FSG Blog
December 22, 2016

FSG and Scenario Planning in 2017

Peter Kennedy
Managing Principal
There must be some way out of here

Said the joker to the thief

There’s just too much confusion

I can’t get no relief.

 

-Bob Dylan, 2016 Nobel Prize Winner for Literature

“All Along the Watchtower”

What a year it’s been.  And there’s still a week left.  How many wild cards, Black Swans, once-a-century events and disruptive unintended consequences are still lurking out there?  That’s not a wish, by the way.  Most of us are hoping for some end-year tranquility and holiday relaxation before the business of the New Year storms in. 

We found, in 2016, aspects of some of our more extreme scenario narratives coming true.  Not that we ever created a “President Donald Trump” scenario per se. (It’s always risky to do scenario planning around a presidential election outcome.)  But for years we’ve insisted that our scenario planning clients explore the real – even if remote sounding at the time – possibility of a global, populist backlash against the liberal world order.  The year now ending, with the Brexit vote, the Trump election and populist, anti-immigrant rumblings sounding across Western Europe, marks what could be a long-term shift away from globalization. If so, the implications for global security arrangements, economic relations, supply chains, living standards and multilateral progress on critical issues like the environment, cannot help but be profound. 

True to form, we’re not predicting specific outcomes of current trends. We know from our long scenario-consulting experience that powerful trends of the current moment are, like past performance of a mutual fund, a dubious predictor of what the future will hold.  Since the November US election we’ve been intensifying scenario R&D, both to help clients sort through the new, uncertain direction in Washington as well as to help other decision-makers get out from under the current confusion to understand the strategic and competitive implications of powerful technological forces, like artificial intelligence, genomic medicine and, beyond that, quantum computing.

Alternative Futures Work in 2017

FSG’s support for the work of the Accreditation Council for Graduate Medical Education (ACGME) will enter a new phase in 2017. In addition to supporting strategic thinking and strategy implementation, we will be applying the ACGME scenarios to thinking about future requirements for specialty graduate education. The scenarios will be used to gain insights into the future demands for specialized medicine delivery, and that will be one of several inputs into designing new education requirements.

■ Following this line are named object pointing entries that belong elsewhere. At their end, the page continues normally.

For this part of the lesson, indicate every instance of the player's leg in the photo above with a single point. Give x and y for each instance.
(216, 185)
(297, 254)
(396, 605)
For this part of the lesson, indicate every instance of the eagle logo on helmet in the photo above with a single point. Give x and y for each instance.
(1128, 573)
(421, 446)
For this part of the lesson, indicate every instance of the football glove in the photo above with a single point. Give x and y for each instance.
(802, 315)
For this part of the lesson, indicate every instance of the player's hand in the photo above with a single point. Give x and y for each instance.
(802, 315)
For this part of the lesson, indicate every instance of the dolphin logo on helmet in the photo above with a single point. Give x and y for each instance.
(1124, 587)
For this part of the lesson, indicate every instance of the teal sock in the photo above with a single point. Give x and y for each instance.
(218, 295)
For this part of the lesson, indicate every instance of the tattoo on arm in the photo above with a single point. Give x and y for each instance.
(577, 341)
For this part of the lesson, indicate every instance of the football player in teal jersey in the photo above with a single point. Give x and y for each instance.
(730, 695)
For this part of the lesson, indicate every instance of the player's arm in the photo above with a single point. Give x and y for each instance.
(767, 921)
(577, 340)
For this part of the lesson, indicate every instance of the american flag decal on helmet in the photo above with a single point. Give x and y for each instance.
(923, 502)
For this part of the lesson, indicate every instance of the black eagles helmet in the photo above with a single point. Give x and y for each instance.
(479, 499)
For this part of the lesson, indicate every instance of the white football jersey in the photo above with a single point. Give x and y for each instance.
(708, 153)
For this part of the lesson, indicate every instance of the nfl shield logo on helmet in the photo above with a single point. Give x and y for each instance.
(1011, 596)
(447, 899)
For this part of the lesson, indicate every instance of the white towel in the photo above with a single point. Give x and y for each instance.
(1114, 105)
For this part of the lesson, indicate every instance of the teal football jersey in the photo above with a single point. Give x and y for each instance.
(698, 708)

 We’ve also initiated scenario-planning work for a large US federal agency, in an exciting new partnership with Evans, Inc., a dynamic consultancy specializing in human-centered change leadership. Early in 2017, FSG will also be initiating scenario-based strategic planning for a technology company that’s concerned about the direction of federal policy and regulatory affairs, as well as new directions in science and technology.  Finally, closer to home, we’re applying scenario planning tools to support a New England organization in helping the Rhode Island fishing industry explore and adapt to the challenges of climate change.

While helping our clients anticipate and prepare more effectively for the future we’ll continue to comment and speculate on our blog page on emerging trends and events and what they may mean for consumers, citizens, and leaders of government and commerce.  We look forward to your comments and ideas.  See you on the watchtower. 

The principals of FSG wish our clients, partners, associates and friends a joyful and peaceful holiday season, and a successful and rewarding New Year.